Menyaksikan video presentasi Prof. Muhammad Yunus, pendiri Grameen Bank di Bangladesh, saat meresmikan perusahaan yang bergerak dalam bisnis sosial bernama Grameen Danone membuat kita seperti menyaksikan keajaiban. Betapa tidak? Grameen dan Danone adalah dua institusi bisnis yang bisa disebut bertolak-belakang.

Grameen, ada di sebuah kutub. Kita di Indonesia mengenalnya sebagai sebuah lembaga keuangan mikro yang sukses memberdayakan jutaan keluarga miskin di Bangladesh dengan cara yang nyaris tak terbayangkan. Penerima manfaatnya sebagian besar adalah kaum ibu yang berdasarkan parameter perbankan konvensional tidak bankable, dan Grameen Bank—yang berarti bank desa—memberikan pinjaman modal usaha kepada mereka tanpa jaminan sama sekali.

Grameen menggunakan cara berpikir yang berbeda, tapi terbukti benar. Semakin tidak bankable seseorang menurut perbankan konvensional, maka orang tersebut semakin bankable menurut Grameen. Mengapa? Pertama karena merekalah yang benar-benar membutuhkan pertolongan bank. Kedua, karena kebutuhan itu dipenuhi, maka mereka cenderung menjadi nasabah yang lebih loyal dibandingkan mereka yang tak benar-benar butuh bantuan perbankan.

Di kutub yang berseberangan, ada perusahaan multinasional besar bernama Danone. Perusahaan yang mengelola berbagai brand mendunia, dan lebih banyak dicap sebagai representasi 'kapitalis' besar dengan aneka produk yang dijual dengan harga tinggi, sebagai manifestasi dari tujuan menangguk keuntungan sebesar-besarnya. Tentu, tak persis demikian bila kita memelajari Danone dengan saksama. Tapi begitulah kesan kebanyakan orang.
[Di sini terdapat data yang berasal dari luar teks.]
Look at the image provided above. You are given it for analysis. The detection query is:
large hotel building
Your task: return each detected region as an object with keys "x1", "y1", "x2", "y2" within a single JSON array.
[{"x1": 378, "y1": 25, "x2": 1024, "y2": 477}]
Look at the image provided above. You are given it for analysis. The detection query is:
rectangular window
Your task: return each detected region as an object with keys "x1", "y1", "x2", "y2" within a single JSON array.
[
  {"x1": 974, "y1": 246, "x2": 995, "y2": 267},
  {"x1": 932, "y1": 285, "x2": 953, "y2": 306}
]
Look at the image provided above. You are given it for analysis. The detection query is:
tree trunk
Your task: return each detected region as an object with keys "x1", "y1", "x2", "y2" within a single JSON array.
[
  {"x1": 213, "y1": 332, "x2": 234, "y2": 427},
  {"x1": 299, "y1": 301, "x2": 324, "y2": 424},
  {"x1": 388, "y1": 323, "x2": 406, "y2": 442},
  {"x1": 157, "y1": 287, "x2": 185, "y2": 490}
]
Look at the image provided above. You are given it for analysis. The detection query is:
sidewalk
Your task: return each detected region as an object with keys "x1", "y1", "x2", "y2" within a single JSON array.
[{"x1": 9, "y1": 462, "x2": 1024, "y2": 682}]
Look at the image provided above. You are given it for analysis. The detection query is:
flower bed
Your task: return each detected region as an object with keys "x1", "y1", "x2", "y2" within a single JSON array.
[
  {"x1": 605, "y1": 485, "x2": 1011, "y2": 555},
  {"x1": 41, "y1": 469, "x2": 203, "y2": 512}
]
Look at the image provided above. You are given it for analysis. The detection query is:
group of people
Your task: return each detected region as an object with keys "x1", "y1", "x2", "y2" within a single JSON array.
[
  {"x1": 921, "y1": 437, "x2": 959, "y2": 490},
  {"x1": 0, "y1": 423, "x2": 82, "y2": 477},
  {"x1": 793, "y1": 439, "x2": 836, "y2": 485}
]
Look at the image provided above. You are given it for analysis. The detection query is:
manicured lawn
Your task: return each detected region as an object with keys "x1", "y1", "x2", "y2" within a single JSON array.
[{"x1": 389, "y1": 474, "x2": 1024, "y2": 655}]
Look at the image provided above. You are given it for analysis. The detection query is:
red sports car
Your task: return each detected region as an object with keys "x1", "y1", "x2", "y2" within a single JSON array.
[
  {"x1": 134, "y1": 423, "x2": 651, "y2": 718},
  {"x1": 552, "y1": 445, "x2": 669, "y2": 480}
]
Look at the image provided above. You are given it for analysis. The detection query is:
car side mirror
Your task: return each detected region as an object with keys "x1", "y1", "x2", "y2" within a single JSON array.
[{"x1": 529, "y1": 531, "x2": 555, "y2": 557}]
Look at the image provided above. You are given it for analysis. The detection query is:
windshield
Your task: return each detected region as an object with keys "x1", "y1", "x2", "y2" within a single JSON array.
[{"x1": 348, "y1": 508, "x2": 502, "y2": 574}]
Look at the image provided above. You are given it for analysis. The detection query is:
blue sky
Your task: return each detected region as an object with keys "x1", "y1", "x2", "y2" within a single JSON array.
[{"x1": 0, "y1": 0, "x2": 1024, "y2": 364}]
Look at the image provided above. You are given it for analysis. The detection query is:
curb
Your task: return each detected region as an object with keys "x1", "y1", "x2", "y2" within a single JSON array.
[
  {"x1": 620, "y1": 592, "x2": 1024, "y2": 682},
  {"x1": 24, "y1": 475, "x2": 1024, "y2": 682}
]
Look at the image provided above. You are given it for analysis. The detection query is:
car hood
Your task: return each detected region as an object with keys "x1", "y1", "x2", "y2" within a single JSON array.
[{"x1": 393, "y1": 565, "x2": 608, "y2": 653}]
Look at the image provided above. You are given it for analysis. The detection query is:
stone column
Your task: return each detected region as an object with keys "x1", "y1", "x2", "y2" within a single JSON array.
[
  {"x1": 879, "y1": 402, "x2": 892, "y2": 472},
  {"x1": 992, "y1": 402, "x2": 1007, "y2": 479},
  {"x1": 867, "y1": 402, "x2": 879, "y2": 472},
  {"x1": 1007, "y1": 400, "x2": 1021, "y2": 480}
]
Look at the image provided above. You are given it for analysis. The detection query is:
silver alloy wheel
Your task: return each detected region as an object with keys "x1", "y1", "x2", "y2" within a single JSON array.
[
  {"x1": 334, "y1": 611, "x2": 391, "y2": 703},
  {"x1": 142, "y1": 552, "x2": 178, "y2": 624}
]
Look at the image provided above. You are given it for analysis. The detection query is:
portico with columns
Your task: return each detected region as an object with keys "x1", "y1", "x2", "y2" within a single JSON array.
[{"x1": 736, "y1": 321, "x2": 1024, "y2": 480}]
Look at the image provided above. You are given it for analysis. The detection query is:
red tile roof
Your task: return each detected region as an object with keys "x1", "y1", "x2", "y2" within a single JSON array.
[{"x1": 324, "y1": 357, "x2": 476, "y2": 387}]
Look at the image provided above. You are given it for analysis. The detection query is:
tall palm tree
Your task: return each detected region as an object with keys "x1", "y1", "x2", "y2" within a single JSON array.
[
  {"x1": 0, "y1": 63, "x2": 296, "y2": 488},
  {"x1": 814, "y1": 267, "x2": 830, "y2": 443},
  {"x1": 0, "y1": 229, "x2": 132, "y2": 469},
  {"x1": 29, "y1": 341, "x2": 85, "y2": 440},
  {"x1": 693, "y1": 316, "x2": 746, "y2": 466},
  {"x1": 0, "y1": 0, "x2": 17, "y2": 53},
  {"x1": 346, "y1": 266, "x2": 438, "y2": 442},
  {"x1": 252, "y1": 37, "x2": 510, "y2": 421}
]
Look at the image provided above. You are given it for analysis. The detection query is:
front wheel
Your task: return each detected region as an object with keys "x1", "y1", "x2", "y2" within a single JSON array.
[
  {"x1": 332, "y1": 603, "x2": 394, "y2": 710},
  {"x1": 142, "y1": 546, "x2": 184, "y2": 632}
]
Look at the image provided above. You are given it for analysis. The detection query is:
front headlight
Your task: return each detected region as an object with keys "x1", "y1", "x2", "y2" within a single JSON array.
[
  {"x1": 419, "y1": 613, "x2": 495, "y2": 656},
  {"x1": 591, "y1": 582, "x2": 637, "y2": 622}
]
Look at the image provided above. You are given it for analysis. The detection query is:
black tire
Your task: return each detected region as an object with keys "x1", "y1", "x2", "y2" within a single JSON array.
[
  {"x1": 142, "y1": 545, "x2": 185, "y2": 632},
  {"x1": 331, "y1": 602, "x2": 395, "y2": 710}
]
Bergabungnya dua organisasi ini, sontak membuat para pelaku bisnis sosial terpana. Bisnis sosial yang umumnya berkapitalisasi kecil, tiba-tiba melejit karena Grameen kebanjiran dana 1,6 juta Euro dari Danone.

Yunus memang orator ulung. Tidak ada seorang pun yang bisa membantahnya. Kemampuan retorikanya mengagumkan. Tetapi, siapapun tahu bahwa kalau hanya dengan modal retorika, 1,6 juta Euro tidak akan mengucur begitu saja. Ia mengemukakan banyak data dan fakta. Ia juga mengajukan solusi. Gabungan kedua unsur itulah yang lebih berperan besar dalam membujuk Franck Riboud hingga ia setuju dengan anggaran dan syarat-syarat yang diajukan Yunus.

Jutaan anak Bangladesh berada dalam kondisi kekurangan gizi yang parah. Dan, Yunus melalui ide bisnis sosialnya bercita-cita ingin memperbaiki kondisi ini, dengan memroduksi yogurt fortifikasi. Yogurt, yang diperkaya dengan berbagai zat yang bergizi, yang sangat penting bagi anak-anak Bangladesh yang kurang gizi. Yogurt sendiri, tanpa fortifikasi, adalah jajanan kebanyakan anak Bangladesh.

Salah satu lini bisnis Danone adalah memroduksi yogurt. Tentu saja dengan harga premium. Produk inilah yang diincar Yunus untuk diproduksi di Bangladesh, dimodifikasi sesuai kondisi lokal, lalu dijual dengan harga ekonomis bagi anak-anak Bangladesh.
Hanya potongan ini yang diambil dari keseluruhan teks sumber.